Des courtisans pariaient sur sa disparition
Etre roi est un métier comme un autre et, comme toute pratique, il s'agit de l'appréhender en se formant afin d'accomplir sa destinée, sinon son devoir. François-Ferdinand a souffert triplement : dans la ligne de succession d'abord, il n'est pas l'héritier de droit, mais plutôt de fait. En effet, Charles-Louis se place avant lui mais se révèle bien âgé et surtout peu attiré par la politique et ses intrigues…
Atteint d'une tuberculose, François-Ferdinand doit aussi se battre contre une maladie qui décime l'Europe (le taux de mortalité était de 50 % !). Dans un contexte littéralement sordide, alors que des courtisans pariaient sur sa disparition, il cultive une forme de misanthropie et ne supporte guère la contradiction.
Enfin, il doit lutter pour se marier avec Sophie Choteck, d'excellente noblesse mais aucunement affiliée à une maison royale. Cette relation fut la grande joie de sa vie, mais aussi la source de beaucoup de peines : il cultive au sens propre une véritable vie de famille et aime profondément sa femme qui devient duchesse de Hohenbefg. Il n'empêche, François-Joseph a toujours considéré cette union d'un mauvais œil et lui enlève son caractère dynastique : Sophie ne pourra donc devenir impératrice et ses enfants ne seront jamais des princes héritiers. À l'occasion d'une cérémonie profondément humiliante, François-Ferdinand doit faire le serment de ce renoncement. Certes, il n'a pas à renoncer au trône, mais ce serment, prêté sur la croix de Ferdinand II et les Evangiles, l'engage pour l'avenir. Entre lui et l'empereur, « la rupture est bel et bien consommée ».
Un héritier conscient des faiblesses de l'empire
Pourtant François-Ferdinand, en dépit de son obstination, possédait un sens aigu de la politique, mais, comme le fameux Rodolphe, il ne put être associé au pouvoir de François-Joseph qui le cantonna à des tâches militaires. Bled décrit très bien le réalisme des conceptions de l’archiduc qui crée un véritable laboratoire politique au Belvédère et sa propre chancellerie militaire ! Nous appellerions cela aujourd'hui un think tank…
L'héritier de la couronne connaissait parfaitement les faiblesses de cet empire dual austro-hongrois qui ne laissait guère de place aux Slaves et à toutes ces populations aux traditions fortes, mais à la fidélité réelle. De fait, François-Ferdinand était persuadé qu'il fallait réformer la monarchie.
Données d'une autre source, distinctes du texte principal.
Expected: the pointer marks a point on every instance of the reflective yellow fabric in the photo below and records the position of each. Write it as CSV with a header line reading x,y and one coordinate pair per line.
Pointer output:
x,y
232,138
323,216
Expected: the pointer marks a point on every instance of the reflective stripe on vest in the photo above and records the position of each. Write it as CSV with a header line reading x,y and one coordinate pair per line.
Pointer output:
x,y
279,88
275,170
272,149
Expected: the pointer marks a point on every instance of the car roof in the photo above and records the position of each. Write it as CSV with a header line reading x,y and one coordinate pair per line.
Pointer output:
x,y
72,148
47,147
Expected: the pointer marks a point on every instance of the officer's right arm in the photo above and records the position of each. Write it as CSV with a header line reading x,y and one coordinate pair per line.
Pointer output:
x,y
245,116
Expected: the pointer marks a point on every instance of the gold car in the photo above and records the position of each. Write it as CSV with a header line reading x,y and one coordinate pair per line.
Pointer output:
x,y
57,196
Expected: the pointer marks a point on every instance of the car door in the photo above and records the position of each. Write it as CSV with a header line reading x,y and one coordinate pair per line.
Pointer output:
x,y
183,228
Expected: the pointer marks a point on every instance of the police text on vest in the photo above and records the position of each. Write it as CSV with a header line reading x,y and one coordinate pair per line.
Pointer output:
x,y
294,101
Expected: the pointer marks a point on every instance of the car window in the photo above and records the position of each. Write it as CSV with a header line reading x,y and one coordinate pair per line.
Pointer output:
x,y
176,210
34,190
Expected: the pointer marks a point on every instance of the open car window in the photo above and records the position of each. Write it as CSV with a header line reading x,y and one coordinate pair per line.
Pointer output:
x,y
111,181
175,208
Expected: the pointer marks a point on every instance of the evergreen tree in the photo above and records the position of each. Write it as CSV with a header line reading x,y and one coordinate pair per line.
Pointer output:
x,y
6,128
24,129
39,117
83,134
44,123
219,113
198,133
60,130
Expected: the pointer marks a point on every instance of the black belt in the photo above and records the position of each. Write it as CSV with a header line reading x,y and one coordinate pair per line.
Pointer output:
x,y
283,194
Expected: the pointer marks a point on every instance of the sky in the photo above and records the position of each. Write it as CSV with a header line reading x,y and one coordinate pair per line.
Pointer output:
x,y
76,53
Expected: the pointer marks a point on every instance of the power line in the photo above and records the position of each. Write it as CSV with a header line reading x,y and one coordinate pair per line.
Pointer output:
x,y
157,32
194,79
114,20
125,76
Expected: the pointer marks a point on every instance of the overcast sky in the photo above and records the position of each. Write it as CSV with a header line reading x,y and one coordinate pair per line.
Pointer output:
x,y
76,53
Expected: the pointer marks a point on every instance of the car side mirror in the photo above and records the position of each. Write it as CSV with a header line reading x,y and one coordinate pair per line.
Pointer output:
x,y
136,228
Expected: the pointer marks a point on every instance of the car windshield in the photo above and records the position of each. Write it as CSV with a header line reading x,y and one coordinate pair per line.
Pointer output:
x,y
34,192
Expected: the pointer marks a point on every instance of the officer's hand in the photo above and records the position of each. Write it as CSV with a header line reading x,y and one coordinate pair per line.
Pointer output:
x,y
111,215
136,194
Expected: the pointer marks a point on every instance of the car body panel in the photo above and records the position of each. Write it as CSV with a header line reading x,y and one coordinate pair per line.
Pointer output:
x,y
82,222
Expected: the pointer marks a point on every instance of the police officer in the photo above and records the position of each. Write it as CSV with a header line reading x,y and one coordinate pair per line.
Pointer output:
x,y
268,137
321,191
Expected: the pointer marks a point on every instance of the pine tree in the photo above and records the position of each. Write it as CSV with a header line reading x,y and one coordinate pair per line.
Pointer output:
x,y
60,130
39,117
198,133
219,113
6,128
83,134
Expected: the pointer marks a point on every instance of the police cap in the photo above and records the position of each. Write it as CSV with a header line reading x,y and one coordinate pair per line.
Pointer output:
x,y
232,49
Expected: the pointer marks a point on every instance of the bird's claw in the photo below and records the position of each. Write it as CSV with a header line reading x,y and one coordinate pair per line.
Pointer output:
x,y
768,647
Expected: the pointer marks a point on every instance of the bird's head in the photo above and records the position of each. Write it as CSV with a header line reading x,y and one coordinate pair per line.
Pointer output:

Aurait-il pu sauver cette dernière ? Avec pertinence et réalisme, l'auteur envisage les différentes hypothèses, qui relèvent certes de l'uchronie mais n'en sont pas moins passionnantes : « François-Ferdinand, face à l’exercice du pouvoir, aurait eu à vaincre les handicaps liés à son propre caractère, ce qui promettait de ne pas être une tâche aisée […] En second lieu, quelque conjecture qu'il ait dû affronter, il aurait été confronté à de fortes contraintes, aussi bien intérieures qu'extérieures, qui auraient singulièrement réduit sa liberté d'action. Avec une marge de manœuvre étroite, il lui aurait fallu composer avec les d'infamant. Au contraire, il n’est de politique qui vaille qui ne prenne appui sur les réalités. »
Jean-Paul Bled, François-Ferdinand d'Autriche, coll. Biographies, Tallandier, 367 p., 23,90 €.